The AOZ8903 TVS is design to protect four data lines
from fast damaging transient over-voltage by clamping it
to a reference. When the transient on a protected data
line exceed the reference voltage the steering diode is
forward bias thus, conducting the harmful ESD transient
away from the sensitive circuitry under protection.
PCB Layout Guidelines
Printed circuit board layout is the key to achieving the
highest level of surge immunity on power and data lines.
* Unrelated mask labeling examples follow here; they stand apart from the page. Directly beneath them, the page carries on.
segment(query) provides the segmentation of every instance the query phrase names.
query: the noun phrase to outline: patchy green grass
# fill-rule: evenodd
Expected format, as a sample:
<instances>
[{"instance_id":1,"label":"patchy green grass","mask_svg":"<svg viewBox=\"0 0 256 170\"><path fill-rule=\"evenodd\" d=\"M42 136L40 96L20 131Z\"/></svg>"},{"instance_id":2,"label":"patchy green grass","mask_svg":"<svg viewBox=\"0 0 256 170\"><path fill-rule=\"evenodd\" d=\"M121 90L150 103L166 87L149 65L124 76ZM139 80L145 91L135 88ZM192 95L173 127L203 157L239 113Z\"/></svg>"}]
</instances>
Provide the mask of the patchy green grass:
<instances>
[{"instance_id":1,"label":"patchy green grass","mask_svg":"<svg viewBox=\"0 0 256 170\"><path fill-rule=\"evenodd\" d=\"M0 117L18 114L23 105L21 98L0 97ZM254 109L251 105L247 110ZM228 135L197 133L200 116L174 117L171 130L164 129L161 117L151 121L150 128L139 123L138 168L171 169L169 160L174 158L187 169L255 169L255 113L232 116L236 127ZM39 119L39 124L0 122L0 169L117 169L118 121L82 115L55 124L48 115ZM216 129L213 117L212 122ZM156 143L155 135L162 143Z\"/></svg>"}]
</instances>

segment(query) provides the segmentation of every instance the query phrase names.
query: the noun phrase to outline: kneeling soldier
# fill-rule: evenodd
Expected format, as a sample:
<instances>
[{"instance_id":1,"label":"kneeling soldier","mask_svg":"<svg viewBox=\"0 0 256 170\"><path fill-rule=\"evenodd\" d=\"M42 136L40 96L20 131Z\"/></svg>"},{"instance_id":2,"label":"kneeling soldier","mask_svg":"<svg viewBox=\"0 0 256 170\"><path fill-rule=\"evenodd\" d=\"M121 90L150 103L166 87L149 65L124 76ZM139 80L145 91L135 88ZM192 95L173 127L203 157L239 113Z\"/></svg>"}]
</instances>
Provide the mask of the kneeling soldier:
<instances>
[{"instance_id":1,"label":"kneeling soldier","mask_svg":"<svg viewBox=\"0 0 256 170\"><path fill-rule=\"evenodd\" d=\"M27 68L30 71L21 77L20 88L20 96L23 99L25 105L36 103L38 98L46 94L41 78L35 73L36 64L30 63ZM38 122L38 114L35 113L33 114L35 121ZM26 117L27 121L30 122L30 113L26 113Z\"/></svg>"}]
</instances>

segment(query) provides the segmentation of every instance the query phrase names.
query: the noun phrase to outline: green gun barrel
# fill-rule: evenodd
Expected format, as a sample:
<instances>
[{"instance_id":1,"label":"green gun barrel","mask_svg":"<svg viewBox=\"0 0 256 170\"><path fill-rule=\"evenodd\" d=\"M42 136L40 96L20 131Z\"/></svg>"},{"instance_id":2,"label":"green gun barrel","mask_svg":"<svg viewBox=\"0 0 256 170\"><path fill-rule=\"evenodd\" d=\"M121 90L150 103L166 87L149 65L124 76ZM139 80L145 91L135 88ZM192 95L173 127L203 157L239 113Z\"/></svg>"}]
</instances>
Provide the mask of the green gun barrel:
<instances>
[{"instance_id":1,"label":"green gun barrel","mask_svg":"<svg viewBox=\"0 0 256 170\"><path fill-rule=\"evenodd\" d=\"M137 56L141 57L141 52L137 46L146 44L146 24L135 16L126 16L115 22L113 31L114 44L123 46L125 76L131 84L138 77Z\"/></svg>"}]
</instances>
The location of the protection devices on the PCB is the
simplest and most important design rule to follow. The
AOZ8903 devices should be located as close as possible
to the noise source. The placement of the AOZ8903
devices should be used on all data and power lines that
enter or exit the PCB at the I/O connector. In most
systems, surge pulses occur on data and power lines that
enter the PCB through the I/O connector. Placing the
AOZ8903 devices as close as possible to the noise
source ensures that a surge voltage will be clamped
before the pulse can be coupled into adjacent PCB
traces. In addition, the PCB should use the shortest
possible traces. A short trace length equates to low
impedance, which ensures that the surge energy will be
dissipated by the AOZ8903 device. Long signal traces
will act as antennas to receive energy from fields that are
produced by the ESD pulse. By keeping line lengths as
short as possible, the efficiency of the line to act as an
antenna for ESD related fields is reduced. Minimize
interconnecting line lengths by placing devices with the
most interconnect as close together as possible. The
protection circuits should shunt the surge voltage to
either the reference or chassis ground. Shunting the
surge voltage directly to the IC’s signal ground can cause
ground bounce. The clamping performance of TVS
diodes on a single ground PCB can be improved by
minimizing the impedance with relatively short and wide
ground traces. The PCB layout and IC package parasitic
inductances can cause significant overshoot to the TVS’s
Good circuit board layout is critical for the suppression
of ESD induced transients. The following guidelines are
recommended:
1. Place the TVS near the IO terminals or connectors to
restrict transient coupling.
2. Fill unused portions of the PCB with ground plane.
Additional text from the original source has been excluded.